90 years since the first transcontinental airline in history (update)
On 12 November 2012 celebrates 90 years since the first transcontinental airline in history: Paris - Strasbourg - Prague - Warsaw - Vienna - Budapest - Belgrade - Bucharest (Băneasa) - Istanbul, made by Franco-Romanian Air Navigation Company.
At the end of the First World War, during the negotiations prior to the signing of the Trianon Treaty (1920), the idea of setting up an air route between Paris and Bucharest was suggested by the great Romanian diplomat, Nicolae Titulescu, his French counterpart, General Maurice Duval. Following this idea, come into being on 23 April 1920 Franco-Romanian Air Navigation Company, the world's first transcontinental air transport company for passengers, freight and mail.
The initiative belonged to Count Pierre Claret de Fleurieu and his friend, the Romanian banker Aristide Blank. The company employed World War I aces, the aircraft used being manufactured by the French company Potez.
Symbol of Franco-Romanian cooperation in the field of aviation, Franco-Romanian Air Navigation Company inaugurated on November 12, 1922 the first transcontinental passenger air route Paris - Strasbourg - Prague - Warsaw - Vienna - Budapest - Belgrade - Bucharest (Băneasa) - Istanbul. Another aviation premiere of this company was the first regular international passenger flight, on time per night (10 September 1923).

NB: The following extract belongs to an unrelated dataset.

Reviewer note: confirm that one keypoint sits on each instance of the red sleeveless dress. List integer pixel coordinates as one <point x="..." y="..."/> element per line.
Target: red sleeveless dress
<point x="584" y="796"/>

The tradition of the Franco-Romanian Air Navigation Company, transformed into 1925 into the International Air Navigation Company, is continued today by Air France and TAROM, partners and partners today in the SkyTeam Alliance.
Update: The route Paris - Constantinople via Bucharest had 3144 Km with stops. A flight from Paris to Bucharest at that time lasted 24 hours. Between 1921 and 1922, the Franco-Romanian Air Navigation Company carried 2140 passengers, 60 tons of cargo and 3 tons of mail.
The first night flight was made on September 10, 1924, on the route Belgrade - Bucharest (Băneasa), also by the Franco-Romanian Air Navigation Company.